In Germany, the mood is turning against refugees
When German Chancellor Angela Merkel threw her country’s borders open to hundreds of thousands of refugees last month, she won praise from around the world for her generosity and humanitarianism. Denigrated during the summer for being hard-hearted toward the heavily indebted Greeks, Merkel basked in a rare glow of international approval. The German people also responded generously to the migration crisis. The first arrivals were cheered and handed sweets.
But with more than a million refugees expected to have settled in Germany by the end of this year, the welcome is wearing thin. Anxieties about the sheer weight of numbers have multiplied as German authorities struggle to cope; city officials in Hamburg have seized empty office buildings to house the incomers, and schools are overwhelmed by non-German speaking children.
Fifty-one percent of Germans now say they’re worried about the migrants, up from 38 percent a month ago. Merkel’s popularity has fallen to its lowest level since the start of the euro crisis in 2011, and confidence in her ability to handle the crisis has waned.
“When she said, ‘Yes, we can!’ people thought: It’s a brave statement,” said Michael Wohlgemuth of the Open Europe think tank in Berlin. “And now people are asking her, ‘How? How can we take in such a large number of people in a short space of time?’ And there are no clear answers to that.”

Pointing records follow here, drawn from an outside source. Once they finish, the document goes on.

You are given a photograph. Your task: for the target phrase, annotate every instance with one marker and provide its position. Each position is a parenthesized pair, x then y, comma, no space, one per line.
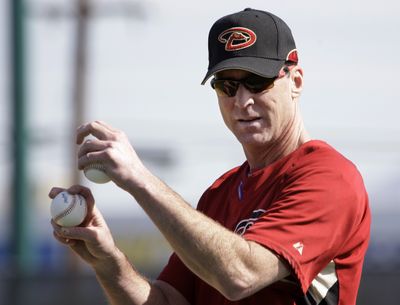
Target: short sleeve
(317,210)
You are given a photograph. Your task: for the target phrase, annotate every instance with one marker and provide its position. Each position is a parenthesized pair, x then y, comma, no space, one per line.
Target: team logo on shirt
(244,224)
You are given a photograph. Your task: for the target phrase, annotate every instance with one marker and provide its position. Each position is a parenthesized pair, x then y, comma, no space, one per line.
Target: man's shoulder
(317,152)
(229,176)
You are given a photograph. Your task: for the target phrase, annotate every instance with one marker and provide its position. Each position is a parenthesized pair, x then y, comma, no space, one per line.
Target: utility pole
(19,241)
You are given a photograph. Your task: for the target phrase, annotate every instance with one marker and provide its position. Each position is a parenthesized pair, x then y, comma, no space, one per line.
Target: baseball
(68,210)
(96,173)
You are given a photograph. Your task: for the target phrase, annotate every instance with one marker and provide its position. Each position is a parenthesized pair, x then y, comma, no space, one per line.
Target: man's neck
(260,157)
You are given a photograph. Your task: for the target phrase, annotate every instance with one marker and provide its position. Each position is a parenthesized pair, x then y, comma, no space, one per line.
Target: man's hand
(112,149)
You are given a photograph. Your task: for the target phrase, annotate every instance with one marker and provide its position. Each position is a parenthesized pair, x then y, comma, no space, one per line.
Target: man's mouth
(249,120)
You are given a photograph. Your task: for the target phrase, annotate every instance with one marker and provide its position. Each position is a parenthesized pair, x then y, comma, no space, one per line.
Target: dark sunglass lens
(256,84)
(225,87)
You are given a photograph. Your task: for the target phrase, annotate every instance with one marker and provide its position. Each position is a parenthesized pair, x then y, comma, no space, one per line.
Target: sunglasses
(253,83)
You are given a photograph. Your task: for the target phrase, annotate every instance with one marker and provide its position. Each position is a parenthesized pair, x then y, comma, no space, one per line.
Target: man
(288,226)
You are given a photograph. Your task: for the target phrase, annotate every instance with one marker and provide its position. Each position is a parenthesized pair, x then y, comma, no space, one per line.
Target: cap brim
(260,66)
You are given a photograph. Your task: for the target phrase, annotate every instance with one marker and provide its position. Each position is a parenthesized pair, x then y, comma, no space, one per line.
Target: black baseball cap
(252,40)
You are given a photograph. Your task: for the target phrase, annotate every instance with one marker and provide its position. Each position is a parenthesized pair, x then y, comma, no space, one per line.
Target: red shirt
(310,208)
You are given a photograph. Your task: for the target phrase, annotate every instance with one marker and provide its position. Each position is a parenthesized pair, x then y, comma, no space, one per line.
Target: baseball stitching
(68,210)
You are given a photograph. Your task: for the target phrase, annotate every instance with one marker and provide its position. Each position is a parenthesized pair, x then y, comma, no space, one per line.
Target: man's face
(258,119)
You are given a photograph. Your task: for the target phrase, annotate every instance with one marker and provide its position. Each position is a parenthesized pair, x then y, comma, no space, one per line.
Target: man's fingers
(55,191)
(98,129)
(92,145)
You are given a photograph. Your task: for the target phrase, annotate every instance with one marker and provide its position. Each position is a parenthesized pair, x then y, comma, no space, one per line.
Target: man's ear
(297,82)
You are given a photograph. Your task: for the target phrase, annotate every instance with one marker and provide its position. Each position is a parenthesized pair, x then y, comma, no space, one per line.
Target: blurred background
(138,65)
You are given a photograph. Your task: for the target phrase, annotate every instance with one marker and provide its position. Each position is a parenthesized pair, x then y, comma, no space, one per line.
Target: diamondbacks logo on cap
(237,38)
(292,56)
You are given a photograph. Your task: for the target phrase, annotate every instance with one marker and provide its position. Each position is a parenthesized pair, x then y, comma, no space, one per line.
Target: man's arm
(234,266)
(94,243)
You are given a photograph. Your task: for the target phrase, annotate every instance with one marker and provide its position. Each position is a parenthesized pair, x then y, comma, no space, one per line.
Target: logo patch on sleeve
(299,246)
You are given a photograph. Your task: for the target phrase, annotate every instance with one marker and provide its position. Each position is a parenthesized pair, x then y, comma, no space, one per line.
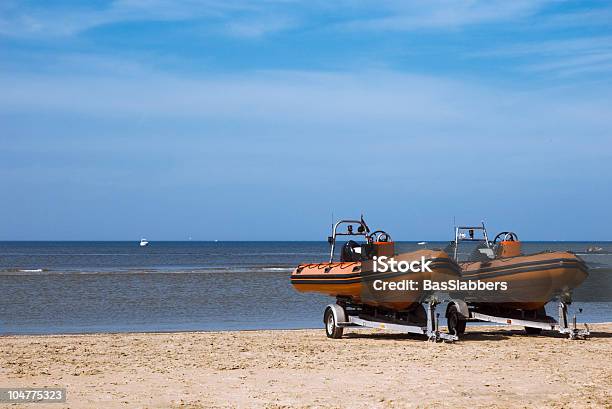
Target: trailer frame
(470,313)
(350,315)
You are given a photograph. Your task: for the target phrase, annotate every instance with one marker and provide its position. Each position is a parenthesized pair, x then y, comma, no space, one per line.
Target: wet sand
(490,367)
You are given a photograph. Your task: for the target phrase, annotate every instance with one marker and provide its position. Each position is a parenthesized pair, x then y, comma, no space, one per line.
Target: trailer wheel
(533,331)
(331,329)
(456,323)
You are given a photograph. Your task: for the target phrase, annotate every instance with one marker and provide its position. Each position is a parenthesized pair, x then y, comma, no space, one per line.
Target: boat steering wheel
(380,236)
(505,236)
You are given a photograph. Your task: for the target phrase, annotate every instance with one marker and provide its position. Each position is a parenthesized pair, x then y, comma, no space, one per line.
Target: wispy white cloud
(444,14)
(565,57)
(247,18)
(18,20)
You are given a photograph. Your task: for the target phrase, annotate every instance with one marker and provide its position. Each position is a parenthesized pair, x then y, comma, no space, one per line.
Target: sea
(91,287)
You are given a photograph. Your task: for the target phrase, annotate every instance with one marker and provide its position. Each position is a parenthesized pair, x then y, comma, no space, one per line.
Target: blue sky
(253,120)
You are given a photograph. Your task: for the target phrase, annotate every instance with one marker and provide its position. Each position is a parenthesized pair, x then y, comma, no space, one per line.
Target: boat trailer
(470,313)
(340,315)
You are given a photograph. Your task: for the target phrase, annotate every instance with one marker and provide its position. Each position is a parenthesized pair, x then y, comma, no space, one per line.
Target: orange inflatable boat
(354,278)
(532,279)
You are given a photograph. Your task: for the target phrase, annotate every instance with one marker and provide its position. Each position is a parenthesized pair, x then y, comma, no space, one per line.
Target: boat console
(505,244)
(377,243)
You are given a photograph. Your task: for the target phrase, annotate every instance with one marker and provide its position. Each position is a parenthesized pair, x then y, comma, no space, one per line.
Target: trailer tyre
(533,331)
(456,322)
(331,328)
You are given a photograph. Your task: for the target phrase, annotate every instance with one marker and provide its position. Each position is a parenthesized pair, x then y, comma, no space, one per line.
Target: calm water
(64,287)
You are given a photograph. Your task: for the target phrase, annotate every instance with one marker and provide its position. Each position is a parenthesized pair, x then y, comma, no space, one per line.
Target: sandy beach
(302,368)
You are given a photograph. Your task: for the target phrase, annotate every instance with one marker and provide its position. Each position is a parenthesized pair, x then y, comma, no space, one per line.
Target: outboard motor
(508,245)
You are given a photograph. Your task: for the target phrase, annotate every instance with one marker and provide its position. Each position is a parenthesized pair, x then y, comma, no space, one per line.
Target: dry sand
(276,369)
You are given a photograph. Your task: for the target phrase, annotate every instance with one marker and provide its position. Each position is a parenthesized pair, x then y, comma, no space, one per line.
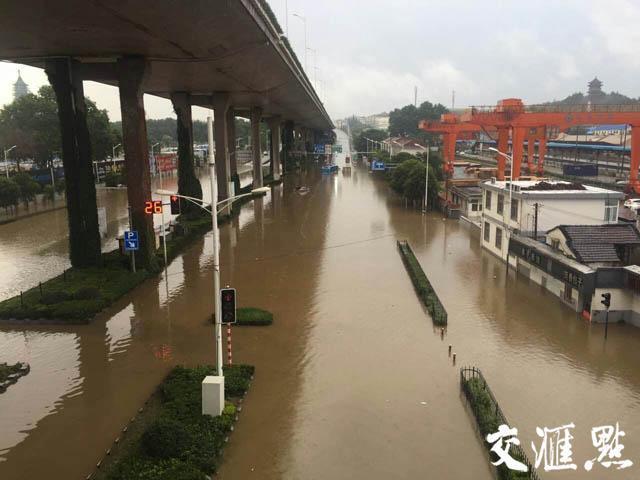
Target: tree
(9,193)
(361,144)
(28,187)
(31,122)
(404,121)
(408,180)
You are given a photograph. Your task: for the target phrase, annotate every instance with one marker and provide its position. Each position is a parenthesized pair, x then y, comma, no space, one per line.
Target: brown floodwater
(352,381)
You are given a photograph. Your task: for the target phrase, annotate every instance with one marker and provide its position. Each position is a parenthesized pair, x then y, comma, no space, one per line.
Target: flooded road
(352,381)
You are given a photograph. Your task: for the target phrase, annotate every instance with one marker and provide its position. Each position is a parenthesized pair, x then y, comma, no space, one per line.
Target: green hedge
(253,316)
(485,412)
(76,295)
(423,287)
(181,443)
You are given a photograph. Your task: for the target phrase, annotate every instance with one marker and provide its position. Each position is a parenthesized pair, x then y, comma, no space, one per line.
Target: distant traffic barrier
(489,417)
(421,283)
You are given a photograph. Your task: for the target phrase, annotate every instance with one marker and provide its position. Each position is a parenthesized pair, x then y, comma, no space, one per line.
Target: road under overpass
(228,55)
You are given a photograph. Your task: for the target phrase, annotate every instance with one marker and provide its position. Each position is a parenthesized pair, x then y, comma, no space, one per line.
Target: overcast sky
(371,53)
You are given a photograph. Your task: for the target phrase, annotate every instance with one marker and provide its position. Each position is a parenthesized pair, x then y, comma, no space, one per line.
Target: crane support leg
(503,146)
(542,151)
(518,147)
(531,148)
(635,158)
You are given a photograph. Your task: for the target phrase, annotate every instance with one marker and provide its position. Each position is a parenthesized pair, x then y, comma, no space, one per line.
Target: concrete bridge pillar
(274,126)
(221,105)
(256,117)
(131,74)
(287,145)
(84,236)
(231,144)
(188,183)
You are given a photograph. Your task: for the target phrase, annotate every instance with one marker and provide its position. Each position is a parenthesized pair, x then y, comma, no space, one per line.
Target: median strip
(421,283)
(169,438)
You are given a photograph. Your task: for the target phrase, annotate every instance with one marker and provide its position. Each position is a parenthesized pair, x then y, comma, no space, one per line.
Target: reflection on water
(352,381)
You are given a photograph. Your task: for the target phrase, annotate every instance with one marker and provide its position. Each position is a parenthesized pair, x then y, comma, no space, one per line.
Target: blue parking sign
(131,241)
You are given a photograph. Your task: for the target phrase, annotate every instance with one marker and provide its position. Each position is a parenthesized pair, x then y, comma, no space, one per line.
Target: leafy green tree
(404,121)
(403,157)
(9,193)
(31,122)
(408,180)
(360,140)
(28,187)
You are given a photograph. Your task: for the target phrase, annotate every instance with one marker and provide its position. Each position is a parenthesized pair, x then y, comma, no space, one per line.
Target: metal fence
(472,373)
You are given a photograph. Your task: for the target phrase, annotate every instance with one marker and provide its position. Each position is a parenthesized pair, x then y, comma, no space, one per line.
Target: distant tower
(20,88)
(595,90)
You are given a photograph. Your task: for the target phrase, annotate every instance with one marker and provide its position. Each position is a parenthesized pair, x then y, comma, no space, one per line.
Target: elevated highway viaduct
(228,55)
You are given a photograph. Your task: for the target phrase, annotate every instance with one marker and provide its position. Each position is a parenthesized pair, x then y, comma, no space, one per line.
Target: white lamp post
(113,156)
(6,163)
(213,209)
(426,181)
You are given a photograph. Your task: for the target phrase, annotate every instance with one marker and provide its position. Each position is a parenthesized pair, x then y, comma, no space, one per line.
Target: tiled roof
(596,243)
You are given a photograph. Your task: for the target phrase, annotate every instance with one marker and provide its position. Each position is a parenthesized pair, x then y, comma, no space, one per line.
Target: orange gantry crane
(532,122)
(450,127)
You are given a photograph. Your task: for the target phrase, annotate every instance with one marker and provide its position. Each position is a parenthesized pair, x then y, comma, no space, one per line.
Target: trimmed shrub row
(76,295)
(181,443)
(421,283)
(253,316)
(488,418)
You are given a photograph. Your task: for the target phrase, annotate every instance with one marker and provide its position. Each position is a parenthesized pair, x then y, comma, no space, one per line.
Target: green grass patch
(78,294)
(248,316)
(173,440)
(423,287)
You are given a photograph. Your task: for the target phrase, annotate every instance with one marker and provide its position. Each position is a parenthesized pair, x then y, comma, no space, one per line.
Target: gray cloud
(371,53)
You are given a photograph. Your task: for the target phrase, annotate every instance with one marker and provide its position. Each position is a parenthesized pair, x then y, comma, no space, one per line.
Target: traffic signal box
(175,205)
(228,305)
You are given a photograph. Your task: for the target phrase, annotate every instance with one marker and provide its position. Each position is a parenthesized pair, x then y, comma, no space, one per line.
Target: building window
(568,293)
(514,210)
(611,210)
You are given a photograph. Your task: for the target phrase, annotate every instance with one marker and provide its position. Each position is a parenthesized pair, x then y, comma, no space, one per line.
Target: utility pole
(426,184)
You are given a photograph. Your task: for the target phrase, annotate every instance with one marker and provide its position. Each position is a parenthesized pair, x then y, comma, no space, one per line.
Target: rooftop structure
(20,88)
(532,207)
(606,245)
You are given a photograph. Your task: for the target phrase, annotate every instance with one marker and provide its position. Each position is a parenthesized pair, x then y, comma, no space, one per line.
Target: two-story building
(529,208)
(578,263)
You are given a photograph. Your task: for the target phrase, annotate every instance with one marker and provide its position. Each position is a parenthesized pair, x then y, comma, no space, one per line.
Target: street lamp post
(6,163)
(113,156)
(510,160)
(304,20)
(426,180)
(213,209)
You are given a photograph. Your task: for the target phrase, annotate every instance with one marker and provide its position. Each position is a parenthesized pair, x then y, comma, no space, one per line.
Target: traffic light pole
(216,250)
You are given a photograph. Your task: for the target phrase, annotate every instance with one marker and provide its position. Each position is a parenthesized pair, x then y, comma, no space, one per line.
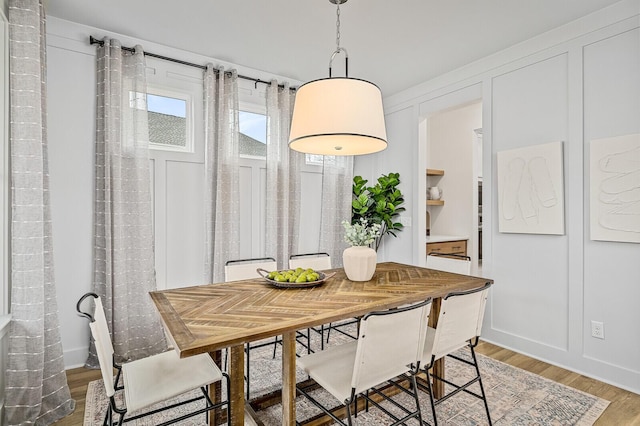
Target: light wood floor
(623,410)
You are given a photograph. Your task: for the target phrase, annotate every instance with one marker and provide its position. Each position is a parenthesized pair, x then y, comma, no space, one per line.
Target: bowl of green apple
(294,278)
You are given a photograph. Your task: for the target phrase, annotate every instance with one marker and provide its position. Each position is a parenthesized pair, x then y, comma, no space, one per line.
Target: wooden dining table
(208,318)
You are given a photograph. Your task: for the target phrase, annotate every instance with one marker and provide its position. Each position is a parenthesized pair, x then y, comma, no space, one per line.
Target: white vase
(359,262)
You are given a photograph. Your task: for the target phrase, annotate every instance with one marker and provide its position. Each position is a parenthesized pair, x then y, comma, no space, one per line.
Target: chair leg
(248,352)
(484,396)
(348,405)
(433,404)
(275,347)
(414,385)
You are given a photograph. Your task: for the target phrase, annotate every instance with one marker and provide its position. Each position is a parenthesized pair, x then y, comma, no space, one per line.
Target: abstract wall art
(531,190)
(614,176)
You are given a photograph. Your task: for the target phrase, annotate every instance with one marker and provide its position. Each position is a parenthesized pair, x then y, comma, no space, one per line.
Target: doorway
(453,147)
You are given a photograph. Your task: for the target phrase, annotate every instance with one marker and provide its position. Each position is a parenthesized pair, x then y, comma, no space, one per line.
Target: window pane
(253,134)
(167,120)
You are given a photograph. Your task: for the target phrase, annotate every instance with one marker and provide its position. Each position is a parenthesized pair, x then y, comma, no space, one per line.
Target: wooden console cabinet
(448,247)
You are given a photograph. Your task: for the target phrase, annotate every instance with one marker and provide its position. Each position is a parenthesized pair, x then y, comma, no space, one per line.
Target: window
(170,120)
(253,134)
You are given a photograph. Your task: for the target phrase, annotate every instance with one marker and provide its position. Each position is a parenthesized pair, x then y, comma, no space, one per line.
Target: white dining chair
(390,344)
(459,325)
(244,269)
(450,263)
(316,261)
(148,381)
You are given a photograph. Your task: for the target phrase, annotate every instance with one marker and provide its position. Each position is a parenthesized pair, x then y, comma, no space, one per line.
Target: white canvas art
(531,190)
(615,189)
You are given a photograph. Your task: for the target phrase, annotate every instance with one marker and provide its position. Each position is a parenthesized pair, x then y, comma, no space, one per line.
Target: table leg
(289,378)
(438,366)
(236,393)
(215,393)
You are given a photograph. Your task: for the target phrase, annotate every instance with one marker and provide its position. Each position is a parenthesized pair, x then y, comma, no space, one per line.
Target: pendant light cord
(338,48)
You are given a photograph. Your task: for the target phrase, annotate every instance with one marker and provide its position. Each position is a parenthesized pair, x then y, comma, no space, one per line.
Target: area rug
(515,396)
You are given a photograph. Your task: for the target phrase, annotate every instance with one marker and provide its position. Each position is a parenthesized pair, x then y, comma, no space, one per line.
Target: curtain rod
(93,40)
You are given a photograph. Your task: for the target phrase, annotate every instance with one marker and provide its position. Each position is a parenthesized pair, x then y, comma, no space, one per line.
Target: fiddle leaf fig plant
(380,203)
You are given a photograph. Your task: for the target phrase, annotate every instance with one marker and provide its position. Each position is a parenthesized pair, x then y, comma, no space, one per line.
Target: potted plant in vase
(359,260)
(380,203)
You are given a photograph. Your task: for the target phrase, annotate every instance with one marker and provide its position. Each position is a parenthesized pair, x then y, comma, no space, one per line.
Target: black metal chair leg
(248,351)
(414,385)
(433,404)
(484,396)
(348,405)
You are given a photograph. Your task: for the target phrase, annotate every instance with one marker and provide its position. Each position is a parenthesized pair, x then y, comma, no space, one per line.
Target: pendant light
(338,115)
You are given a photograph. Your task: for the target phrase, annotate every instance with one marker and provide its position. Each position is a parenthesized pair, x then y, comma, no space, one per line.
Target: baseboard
(75,358)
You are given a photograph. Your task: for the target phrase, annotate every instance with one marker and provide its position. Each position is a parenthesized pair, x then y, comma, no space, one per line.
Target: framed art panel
(615,189)
(531,190)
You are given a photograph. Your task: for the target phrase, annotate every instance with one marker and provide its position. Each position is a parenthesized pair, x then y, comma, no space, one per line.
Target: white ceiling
(393,43)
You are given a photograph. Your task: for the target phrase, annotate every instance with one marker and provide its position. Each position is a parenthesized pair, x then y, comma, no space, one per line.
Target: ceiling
(395,44)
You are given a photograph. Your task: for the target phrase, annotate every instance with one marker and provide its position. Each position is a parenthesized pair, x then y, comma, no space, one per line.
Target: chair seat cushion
(166,375)
(332,368)
(428,348)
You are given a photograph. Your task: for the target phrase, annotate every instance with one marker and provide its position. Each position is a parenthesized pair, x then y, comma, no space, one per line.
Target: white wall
(574,84)
(177,180)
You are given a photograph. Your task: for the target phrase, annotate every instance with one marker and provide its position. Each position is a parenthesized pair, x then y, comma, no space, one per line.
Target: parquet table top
(211,317)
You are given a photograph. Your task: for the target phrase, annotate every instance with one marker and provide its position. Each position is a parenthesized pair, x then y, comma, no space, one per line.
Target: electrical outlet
(597,329)
(405,221)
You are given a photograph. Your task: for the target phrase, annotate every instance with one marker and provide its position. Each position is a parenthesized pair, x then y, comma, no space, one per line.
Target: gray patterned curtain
(124,264)
(283,178)
(222,172)
(337,183)
(36,390)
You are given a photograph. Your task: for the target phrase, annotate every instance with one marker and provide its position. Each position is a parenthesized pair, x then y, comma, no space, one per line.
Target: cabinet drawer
(448,247)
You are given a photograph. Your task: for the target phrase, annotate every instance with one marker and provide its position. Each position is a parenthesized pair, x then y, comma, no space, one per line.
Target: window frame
(163,91)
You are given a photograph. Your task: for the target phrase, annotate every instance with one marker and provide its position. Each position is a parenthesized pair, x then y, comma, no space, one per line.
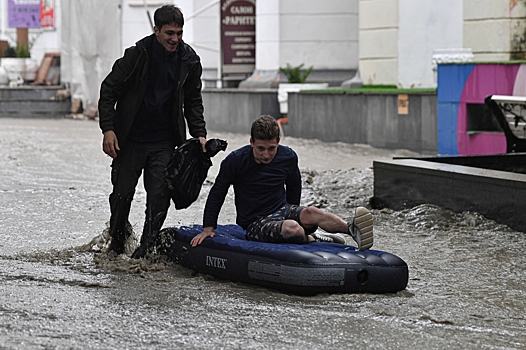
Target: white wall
(322,34)
(492,27)
(41,40)
(423,27)
(378,38)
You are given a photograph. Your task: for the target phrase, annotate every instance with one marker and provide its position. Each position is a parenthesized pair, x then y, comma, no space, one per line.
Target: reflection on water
(466,289)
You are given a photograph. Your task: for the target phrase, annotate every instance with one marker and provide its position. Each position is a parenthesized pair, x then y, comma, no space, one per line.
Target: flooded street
(467,279)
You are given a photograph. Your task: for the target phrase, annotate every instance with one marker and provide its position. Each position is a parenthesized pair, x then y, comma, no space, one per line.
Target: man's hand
(202,139)
(198,239)
(110,144)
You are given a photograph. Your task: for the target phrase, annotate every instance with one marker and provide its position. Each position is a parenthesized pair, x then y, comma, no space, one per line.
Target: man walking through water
(267,188)
(142,118)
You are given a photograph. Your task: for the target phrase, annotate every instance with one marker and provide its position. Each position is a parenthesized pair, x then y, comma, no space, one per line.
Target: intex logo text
(215,262)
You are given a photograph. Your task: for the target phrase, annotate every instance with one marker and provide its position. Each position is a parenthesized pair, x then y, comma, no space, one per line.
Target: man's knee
(292,231)
(309,216)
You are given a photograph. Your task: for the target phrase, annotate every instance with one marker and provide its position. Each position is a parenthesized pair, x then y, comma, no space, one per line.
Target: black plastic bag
(188,168)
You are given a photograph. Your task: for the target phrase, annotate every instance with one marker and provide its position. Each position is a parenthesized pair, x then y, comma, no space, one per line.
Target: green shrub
(295,75)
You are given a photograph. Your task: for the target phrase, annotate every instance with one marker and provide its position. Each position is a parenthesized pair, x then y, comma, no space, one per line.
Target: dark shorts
(268,228)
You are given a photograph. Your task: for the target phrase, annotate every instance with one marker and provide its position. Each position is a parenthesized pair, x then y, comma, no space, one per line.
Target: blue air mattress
(303,269)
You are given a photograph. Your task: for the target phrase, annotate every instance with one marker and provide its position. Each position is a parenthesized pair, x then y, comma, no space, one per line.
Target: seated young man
(267,188)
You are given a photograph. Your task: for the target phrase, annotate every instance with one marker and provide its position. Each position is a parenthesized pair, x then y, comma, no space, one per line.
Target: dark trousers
(132,160)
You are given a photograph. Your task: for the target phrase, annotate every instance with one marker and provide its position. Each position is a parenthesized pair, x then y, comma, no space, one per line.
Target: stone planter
(285,88)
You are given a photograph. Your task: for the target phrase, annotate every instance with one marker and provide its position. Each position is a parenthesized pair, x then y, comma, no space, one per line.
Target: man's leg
(360,229)
(157,195)
(125,173)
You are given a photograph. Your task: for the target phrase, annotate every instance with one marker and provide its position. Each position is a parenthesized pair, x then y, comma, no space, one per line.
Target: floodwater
(467,285)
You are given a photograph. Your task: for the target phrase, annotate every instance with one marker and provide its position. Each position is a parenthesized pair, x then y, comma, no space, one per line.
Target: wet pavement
(466,288)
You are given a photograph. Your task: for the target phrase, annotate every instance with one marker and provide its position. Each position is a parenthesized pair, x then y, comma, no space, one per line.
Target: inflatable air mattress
(303,269)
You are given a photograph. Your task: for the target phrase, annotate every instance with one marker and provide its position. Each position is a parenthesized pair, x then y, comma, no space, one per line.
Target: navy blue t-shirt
(260,189)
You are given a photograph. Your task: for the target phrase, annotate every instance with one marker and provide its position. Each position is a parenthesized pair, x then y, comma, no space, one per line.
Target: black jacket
(122,92)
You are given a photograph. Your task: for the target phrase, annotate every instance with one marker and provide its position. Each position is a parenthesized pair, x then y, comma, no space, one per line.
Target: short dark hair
(264,128)
(168,14)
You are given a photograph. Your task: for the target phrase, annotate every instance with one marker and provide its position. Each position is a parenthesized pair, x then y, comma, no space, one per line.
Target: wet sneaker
(361,228)
(327,237)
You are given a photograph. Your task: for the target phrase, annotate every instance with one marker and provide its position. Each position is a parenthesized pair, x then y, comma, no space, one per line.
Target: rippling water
(466,289)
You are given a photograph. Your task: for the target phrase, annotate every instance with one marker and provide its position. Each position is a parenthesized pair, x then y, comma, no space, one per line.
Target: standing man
(143,104)
(267,189)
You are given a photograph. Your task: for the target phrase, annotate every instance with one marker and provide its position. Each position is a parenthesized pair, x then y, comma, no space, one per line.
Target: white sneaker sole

Few people doubt Germany’s overall economic capacity to cope. The current budget surplus of 20 billion euros should cover the extra costs this year, and the labor market should be able eventually to absorb the incomers. Unemployment is 4.5 percent — a record low — and more people are just what the country needs.
“Germany is a fast-ageing society. Its population is much older than Britain’s or France’s. The labor force is shrinking,” said Simon Tilford of the Centre for European Reform in London.
“This big influx could provide an ever-useful supply of labor, as long as the people integrate.”
As long as they integrate. Integration — or the lack of it — is what worries an increasing number of Germans. Berliner Gudrun Heise regards herself as a moderate, but she voices a widespread concern about the foreigners flooding into her country.
“These people do not fit in here at all,” she told Marketplace. “They are loud and leave endless amounts of garbage lying around. On top of that, they discriminate against women. That I cannot tolerate. They have no respect at all for our culture. I think Angela Merkel has badly mishandled the situation.”
Merkel is under pressure to halt the inflow. So far she’s refused to put an upper limit on the numbers that will be allowed in, and she has called on other European Union countries to show solidarity, accept many thousands of refugees and share some of the burden that Germany has taken on.
But, so far, no other EU countries — apart from Sweden — are prepared to throw their doors wide open. And the southern eurozone countries make a wry complaint. Merkel, they say, was not prepared to shoulder the burden of our debt. Why should we share the burden of “her” refugees?